Renewables' deep-sea mining conundrum
British scientists exploring an underwater mountain in the Atlantic Ocean have discovered a treasure trove of rare minerals.
Their investigation of a seamount more than 500km (300 miles) from the Canary Islands has revealed a crust of "astonishingly rich" rock.
Samples brought back to the surface contain the scarce substance tellurium in concentrations 50,000 times higher than in deposits on land.
Tellurium is used in a type of advanced solar panel, so the discovery raises a difficult question about whether the push for renewable energy may encourage mining of the seabed.
The rocks also contain what are called rare earth elements that are used in wind turbines and electronics.
Known as Tropic Seamount, the mountain stands about 3,000m tall – about the size of one of the middle-ranging Alpine summits – with a large plateau at its top, lying about 1,000m below the ocean surface.
Using robotic submarines, researchers from the UK's National Oceanography Centre found that the crust is dark and fine-grained and stretches in a layer roughly 4cm thick over the entire surface of the mountain.

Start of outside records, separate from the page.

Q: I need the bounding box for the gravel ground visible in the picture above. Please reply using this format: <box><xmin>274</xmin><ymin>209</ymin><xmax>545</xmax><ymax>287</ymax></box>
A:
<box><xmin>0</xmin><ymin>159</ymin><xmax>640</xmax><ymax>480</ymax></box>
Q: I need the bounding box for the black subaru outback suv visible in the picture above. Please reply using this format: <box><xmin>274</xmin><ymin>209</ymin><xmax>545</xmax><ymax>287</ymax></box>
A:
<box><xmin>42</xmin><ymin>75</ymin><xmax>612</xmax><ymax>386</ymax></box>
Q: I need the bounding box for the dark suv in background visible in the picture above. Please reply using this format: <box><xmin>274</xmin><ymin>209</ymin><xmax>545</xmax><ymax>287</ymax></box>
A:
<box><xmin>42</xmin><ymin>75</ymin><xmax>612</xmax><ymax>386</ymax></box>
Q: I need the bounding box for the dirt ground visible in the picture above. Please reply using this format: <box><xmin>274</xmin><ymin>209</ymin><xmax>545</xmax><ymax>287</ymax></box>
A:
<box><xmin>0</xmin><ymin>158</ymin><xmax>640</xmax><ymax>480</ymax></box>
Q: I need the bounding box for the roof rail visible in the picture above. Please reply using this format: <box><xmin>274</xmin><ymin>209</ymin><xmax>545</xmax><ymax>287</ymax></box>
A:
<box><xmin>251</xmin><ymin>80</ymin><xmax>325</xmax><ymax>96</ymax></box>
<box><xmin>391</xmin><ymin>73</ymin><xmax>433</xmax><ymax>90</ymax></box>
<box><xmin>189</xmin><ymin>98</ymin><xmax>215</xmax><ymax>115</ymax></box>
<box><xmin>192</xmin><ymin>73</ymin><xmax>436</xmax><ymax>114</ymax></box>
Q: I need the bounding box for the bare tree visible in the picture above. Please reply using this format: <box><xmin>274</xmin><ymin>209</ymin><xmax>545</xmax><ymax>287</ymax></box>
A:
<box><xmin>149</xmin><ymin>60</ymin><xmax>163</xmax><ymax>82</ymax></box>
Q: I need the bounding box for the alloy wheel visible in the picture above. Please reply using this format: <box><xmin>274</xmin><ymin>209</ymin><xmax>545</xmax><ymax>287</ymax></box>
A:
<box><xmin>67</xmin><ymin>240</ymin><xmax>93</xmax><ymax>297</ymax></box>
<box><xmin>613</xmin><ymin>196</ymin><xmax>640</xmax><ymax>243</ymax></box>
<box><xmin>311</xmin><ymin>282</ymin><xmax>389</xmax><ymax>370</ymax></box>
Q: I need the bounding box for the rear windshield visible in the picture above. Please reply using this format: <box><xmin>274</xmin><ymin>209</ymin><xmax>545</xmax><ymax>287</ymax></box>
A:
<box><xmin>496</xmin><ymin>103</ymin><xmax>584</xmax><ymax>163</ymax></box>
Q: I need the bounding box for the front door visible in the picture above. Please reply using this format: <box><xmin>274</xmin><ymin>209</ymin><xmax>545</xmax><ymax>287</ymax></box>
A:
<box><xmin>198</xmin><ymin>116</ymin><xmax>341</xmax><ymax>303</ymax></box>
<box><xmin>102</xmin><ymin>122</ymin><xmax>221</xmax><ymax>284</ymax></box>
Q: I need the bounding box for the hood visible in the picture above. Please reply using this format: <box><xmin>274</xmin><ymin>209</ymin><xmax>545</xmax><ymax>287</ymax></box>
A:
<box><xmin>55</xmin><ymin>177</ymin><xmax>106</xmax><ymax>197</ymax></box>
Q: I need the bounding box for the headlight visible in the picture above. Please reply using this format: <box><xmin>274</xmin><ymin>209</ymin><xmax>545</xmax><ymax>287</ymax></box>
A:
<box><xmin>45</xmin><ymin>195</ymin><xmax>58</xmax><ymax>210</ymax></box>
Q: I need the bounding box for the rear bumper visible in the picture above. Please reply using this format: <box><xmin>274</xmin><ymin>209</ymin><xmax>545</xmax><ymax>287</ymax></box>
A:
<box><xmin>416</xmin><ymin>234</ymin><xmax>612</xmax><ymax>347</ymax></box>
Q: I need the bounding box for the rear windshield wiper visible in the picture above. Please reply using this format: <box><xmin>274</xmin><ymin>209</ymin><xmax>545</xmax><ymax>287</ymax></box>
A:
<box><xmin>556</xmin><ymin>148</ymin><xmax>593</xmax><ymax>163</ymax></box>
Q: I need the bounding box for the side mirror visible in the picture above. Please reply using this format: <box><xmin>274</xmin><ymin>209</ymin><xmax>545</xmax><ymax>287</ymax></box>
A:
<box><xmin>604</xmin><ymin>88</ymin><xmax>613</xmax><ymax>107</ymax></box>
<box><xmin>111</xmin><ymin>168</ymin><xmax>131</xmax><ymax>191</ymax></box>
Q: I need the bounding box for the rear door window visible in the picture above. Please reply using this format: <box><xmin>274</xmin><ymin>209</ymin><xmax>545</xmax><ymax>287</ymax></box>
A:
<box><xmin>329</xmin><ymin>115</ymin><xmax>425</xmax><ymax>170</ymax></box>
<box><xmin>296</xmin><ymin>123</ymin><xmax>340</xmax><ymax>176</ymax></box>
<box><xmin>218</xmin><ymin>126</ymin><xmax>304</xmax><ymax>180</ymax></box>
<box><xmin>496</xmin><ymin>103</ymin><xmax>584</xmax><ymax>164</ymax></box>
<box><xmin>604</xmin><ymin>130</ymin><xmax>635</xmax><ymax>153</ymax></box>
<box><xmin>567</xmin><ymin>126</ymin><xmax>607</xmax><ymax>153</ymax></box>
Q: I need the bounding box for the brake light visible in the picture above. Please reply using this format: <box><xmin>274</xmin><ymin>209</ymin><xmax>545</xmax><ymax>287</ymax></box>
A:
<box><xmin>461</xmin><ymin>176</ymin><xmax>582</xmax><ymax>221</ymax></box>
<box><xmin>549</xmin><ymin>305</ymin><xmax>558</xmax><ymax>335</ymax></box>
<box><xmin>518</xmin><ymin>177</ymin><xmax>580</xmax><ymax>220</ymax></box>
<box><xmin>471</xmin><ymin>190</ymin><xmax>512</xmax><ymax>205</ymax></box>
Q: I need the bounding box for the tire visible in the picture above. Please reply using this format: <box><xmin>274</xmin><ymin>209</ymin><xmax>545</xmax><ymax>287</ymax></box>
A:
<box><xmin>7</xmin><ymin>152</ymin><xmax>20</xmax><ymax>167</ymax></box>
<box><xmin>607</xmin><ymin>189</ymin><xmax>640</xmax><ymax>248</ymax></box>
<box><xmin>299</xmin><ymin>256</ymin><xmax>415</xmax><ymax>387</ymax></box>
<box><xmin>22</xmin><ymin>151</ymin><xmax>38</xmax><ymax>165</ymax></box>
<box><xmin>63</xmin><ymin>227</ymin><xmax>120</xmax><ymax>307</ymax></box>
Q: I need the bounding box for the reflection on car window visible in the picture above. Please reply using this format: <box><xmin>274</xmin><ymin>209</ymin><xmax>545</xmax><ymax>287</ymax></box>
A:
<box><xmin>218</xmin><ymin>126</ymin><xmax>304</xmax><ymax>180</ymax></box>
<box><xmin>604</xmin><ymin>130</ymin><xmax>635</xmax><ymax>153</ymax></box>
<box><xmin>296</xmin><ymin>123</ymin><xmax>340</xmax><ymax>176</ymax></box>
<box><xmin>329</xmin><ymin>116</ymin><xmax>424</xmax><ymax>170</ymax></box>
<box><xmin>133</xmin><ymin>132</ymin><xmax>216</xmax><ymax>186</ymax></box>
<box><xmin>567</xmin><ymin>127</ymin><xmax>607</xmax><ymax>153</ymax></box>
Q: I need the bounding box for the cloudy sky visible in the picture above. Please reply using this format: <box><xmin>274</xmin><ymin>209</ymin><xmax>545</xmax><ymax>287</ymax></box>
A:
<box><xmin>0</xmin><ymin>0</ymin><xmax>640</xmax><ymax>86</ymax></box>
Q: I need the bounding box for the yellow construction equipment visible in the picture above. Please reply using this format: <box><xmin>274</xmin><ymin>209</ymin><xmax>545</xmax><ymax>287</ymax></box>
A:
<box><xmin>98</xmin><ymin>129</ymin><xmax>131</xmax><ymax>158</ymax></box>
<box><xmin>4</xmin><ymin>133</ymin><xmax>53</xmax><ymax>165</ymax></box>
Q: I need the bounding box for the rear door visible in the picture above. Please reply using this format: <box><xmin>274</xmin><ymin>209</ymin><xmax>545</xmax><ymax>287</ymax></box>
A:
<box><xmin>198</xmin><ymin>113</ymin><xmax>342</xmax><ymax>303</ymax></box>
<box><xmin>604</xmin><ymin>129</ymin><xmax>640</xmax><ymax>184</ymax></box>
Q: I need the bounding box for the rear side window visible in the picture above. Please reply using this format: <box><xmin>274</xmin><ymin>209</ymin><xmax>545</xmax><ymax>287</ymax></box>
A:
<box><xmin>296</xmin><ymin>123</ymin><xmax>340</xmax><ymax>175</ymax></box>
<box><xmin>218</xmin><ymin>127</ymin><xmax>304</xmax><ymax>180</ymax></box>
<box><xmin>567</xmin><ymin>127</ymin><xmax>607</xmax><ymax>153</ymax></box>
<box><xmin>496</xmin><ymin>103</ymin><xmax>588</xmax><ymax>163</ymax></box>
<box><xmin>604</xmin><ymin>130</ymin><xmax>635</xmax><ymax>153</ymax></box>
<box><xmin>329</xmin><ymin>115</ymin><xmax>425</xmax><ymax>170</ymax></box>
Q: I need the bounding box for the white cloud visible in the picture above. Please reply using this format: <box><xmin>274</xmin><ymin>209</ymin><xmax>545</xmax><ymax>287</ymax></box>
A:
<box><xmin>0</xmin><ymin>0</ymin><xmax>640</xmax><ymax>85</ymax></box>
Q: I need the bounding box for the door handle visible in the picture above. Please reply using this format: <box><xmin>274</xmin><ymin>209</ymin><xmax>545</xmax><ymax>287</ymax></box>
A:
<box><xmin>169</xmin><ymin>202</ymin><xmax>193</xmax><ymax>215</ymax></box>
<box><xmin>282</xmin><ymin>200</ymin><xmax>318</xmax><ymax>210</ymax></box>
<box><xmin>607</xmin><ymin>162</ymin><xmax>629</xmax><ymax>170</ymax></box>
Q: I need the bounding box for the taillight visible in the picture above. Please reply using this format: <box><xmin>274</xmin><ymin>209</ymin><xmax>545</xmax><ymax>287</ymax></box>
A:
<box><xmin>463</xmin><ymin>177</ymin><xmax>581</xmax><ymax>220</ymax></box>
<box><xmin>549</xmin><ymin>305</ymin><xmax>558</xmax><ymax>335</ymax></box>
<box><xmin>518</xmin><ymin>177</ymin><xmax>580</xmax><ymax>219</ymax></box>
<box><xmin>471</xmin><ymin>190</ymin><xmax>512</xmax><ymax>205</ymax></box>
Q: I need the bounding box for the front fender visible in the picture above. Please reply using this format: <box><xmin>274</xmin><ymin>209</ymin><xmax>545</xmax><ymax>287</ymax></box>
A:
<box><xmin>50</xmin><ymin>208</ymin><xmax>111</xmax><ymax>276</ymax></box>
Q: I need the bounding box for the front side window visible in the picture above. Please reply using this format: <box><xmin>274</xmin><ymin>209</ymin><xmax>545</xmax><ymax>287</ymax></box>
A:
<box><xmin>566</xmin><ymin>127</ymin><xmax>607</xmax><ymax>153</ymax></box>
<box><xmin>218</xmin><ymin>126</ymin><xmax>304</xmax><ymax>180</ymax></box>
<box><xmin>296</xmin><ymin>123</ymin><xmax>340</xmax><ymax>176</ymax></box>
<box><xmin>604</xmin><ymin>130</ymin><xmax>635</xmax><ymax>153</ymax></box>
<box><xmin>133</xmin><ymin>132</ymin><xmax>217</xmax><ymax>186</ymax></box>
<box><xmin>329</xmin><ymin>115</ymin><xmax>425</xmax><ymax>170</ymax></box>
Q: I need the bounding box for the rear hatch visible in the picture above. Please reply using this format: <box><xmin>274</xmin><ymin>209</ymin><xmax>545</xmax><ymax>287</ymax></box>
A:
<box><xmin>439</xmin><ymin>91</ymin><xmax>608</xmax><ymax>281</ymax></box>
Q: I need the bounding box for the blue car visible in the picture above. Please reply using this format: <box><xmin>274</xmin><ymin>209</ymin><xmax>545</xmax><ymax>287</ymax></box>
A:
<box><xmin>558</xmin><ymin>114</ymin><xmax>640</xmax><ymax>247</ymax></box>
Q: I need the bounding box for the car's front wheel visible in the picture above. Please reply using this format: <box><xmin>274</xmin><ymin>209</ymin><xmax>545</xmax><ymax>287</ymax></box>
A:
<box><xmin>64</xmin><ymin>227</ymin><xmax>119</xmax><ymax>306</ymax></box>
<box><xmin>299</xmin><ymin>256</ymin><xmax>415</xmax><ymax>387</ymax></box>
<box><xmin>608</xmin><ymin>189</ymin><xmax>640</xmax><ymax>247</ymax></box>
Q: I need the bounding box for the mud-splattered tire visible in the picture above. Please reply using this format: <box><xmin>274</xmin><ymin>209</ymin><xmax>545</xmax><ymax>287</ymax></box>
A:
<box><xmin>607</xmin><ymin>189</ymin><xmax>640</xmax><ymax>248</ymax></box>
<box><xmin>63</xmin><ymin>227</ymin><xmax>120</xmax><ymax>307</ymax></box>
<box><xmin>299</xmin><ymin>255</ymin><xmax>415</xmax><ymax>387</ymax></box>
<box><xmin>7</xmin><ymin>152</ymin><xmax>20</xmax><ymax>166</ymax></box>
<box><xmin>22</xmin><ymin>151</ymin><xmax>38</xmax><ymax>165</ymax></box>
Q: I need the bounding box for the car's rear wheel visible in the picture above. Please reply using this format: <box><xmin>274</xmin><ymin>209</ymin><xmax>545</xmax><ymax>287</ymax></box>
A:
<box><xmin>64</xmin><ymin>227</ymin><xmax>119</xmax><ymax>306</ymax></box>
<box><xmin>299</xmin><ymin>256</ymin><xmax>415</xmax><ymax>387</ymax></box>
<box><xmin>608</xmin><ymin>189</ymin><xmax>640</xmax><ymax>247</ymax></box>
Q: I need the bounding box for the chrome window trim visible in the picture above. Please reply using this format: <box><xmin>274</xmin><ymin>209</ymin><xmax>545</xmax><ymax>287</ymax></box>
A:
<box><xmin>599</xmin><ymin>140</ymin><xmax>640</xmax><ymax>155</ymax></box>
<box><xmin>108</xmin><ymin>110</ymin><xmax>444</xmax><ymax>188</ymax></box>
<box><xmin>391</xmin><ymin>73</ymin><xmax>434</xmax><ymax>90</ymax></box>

Dr Bram Murton, the leader of the expedition, told the BBC that he had been expecting to find abundant minerals on the seamount but not in such concentrations.
"These crusts are astonishingly rich and that's what makes these rocks so incredibly special and valuable from a resource perspective."
He has calculated that the 2,670 tonnes of tellurium on this single seamount represents one-twelfth of the world's total supply.
And Dr Murton has come up with a hypothetical estimate that if the entire deposit could be extracted and used to make solar panels, it could meet 65% of the UK's electricity demand.
He says he is not advocating deep-sea mining, which has yet to start anywhere in the world and is likely to be highly controversial because of the damage it could cause to the marine environment.
But Dr Murton does want his team's discovery, part of a major research project called MarineE-Tech, to trigger a debate about where vital resources should come from.
"If we need green energy supplies, then we need the raw materials to make the devices that produce the energy so, yes, the raw materials have to come from somewhere.
"We either dig them up from the ground and make a very large hole or dig them from the seabed and make a comparatively smaller hole.
"It's a dilemma for society - nothing we do comes without a cost."
Scientists are now weighing up the relative risks and merits of mining on land as opposed to on the seabed.
Mines on land often require forests and villages to be cleared, overlying rocks to be removed and roads or railways to be built in order to extract ores with relatively weak concentrations of minerals.
By contrast, mines on the seabed would extract far richer ores, covering a smaller area and with no immediate impact on people - but instead killing marine life wherever digging machines are deployed and potentially devastating a far wider area.
One major concern is the effect of plumes of dust, stirred up by excavation of the ocean floor, spreading for long distances and smothering all life wherever it settles.
To understand the implications, the expedition to Tropic Seamount conducted an experiment, the first of its kind, to mimic the effects of mining and to measure the resulting plume.
Deploying from the UK research ship James Cook, a remotely operated vehicle deliberately pumped out hundreds of litres of sediment-filled water every minute while other robotic sensors were positioned downstream in the ocean current.
According to Dr Murton, early results indicate that dust was hard to detect 1km away from the source of the plume, suggesting that the impact of mining could be more localised than many fear.
But this comes as different disciplines within marine science are coming up with a range of perspectives on this emerging development.
A study led by Dr Daniel Jones, also at the NOC, reviewed evidence of seabed exploration and found that in the wake of mining many marine creatures would be likely to recover within a year but that few would return to their previous levels even after two decades.
Another study focused on tiny organisms on the floor of the Pacific Ocean in a region known as the Clarion-Clipperton Zone, which stretches in a belt south of Hawaii.
Much of this zone has been licensed by the UN's International Seabed Authority to companies from more than a dozen countries to search for minerals in the potato-sized rocks or "nodules" lying on the seabed.
Prof Andy Gooday, also of the NOC, and colleagues found that among the metals-rich nodules, there is a far greater diversity of single-celled organisms called xenophyophores than previously thought.
Their research identified as many as 34 species of these lifeforms that are new to science.
These organisms occupy one of the lower rungs in the food chain and also play an important role by forming hard shell-like structures, like miniature coral reefs, that provide habitats for other creatures.
Prof Gooday says that the range of life in the sediments of the deep ocean can be compared with that of a tropical rainforest and that "life on the ocean floor is more dynamic" than anyone expected.
He believes it is unlikely that seabed mining would cause species to go extinct but that the impact locally would be severe.
"If you eliminate these xenophyphores, which are very fragile and would certainly be destroyed by mining, it would destroy habitat structure for other organisms.